TobyLobster wrote:
I have exhaustively tested and compared the performance and memory use of over 60 integer multiplication routines from the internet. (EDIT: Now over 120 routines)
I also explore the algorithms and techniques behind them:
https://github.com/TobyLobster/multiply_testThere was more to say on this subject than I thought when I started, so it was interesting to explore. If there are other good or interesting multiply routines out there let me know!
Hi,
I was pleased to find your comparison, and I must say thrilled to see that I am the world record holder
I have improved my published version; the fastest unsigned 16x16=32 is now 194.1 cycles. I'll publish it on codebase when I can. I've also updated my previous entry. I estimate that using a 128k table (C64 REU) would take 134 cycles.
I could easily make versions to claim the top spot of signed, partial results etc.
I'm also working on x^2 (about 160), 32x32=64 (about 800), and 7x8 (about 30). I'm putting all these into an integrated library.
There's many more ways of multiplying, including trig identities, knuth, karatsuba, nybble, residue, table, tree, jmp, and convolutions.

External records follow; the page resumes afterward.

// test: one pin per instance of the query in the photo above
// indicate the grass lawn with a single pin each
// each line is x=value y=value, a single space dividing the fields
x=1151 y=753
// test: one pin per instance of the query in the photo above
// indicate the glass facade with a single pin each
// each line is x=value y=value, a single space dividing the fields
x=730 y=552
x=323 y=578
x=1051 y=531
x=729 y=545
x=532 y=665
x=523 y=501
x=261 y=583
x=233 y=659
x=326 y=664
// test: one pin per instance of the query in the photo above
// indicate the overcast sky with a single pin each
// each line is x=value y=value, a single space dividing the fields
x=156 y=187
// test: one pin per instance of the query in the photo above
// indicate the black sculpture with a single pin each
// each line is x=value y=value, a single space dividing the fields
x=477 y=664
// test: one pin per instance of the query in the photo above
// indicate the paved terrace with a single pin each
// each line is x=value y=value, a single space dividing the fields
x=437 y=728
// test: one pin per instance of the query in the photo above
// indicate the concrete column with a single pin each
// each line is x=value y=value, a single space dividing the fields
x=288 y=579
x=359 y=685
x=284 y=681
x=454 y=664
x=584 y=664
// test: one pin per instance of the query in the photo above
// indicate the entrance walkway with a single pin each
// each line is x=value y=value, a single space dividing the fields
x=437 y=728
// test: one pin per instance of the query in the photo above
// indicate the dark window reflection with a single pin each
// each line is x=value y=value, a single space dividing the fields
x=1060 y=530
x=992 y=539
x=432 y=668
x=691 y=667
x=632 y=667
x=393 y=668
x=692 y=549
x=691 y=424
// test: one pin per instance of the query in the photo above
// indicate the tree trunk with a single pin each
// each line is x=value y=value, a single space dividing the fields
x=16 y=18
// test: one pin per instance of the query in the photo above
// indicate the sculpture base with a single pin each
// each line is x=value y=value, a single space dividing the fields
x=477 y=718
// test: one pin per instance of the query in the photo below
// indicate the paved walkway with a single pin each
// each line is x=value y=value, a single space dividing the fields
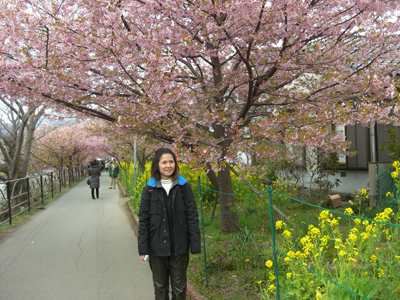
x=77 y=248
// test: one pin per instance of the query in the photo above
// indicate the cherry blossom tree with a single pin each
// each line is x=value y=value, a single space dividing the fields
x=65 y=147
x=17 y=128
x=212 y=78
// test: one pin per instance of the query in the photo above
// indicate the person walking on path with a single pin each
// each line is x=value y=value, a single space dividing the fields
x=168 y=226
x=94 y=173
x=113 y=171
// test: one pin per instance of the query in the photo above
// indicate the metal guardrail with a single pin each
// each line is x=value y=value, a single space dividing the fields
x=20 y=195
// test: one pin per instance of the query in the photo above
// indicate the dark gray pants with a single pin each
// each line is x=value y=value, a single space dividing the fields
x=166 y=268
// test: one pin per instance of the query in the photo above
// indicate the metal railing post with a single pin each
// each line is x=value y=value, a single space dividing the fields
x=41 y=187
x=204 y=237
x=29 y=194
x=273 y=239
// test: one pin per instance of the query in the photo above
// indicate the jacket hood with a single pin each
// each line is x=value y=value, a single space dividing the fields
x=153 y=182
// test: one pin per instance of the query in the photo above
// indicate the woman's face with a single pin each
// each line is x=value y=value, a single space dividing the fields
x=166 y=165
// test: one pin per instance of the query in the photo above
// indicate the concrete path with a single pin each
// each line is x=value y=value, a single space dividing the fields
x=76 y=249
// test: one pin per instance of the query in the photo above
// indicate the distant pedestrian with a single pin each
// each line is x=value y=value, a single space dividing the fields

Could you add integer division and floating point as well?
formula based mults
1 - sin(a)*cos(b)=(sin(a+b)+sin(a-b))/2
2 - cos(a)*cos(b)=(cos(a+b)+cos(a-b))/2
3 - sin(a)*sin(b)=(cos(a-b)-cos(a+b))/2
4 - a*b=exp(log(a)+log(b))
5 - a*b = [(a + b)² - (a - b)²]/4
Knuth mult
k=(a-b)*(c-d)
l=a*c
m=b*d
n=l+m-k
x*y=l*256+n*16+m (for 8 bit a/b/c/d)
Residue uses modulo numbers, which can reduce the multiplies to trade for conversions. Convolution reduces multiplies for a large number of additions. Nybble trades for a large number of tables and additions. Tree selects code fragments for each bit of the multiplier. Preprocessing can speed up any shift and add. Stats can optimize for specific ranges.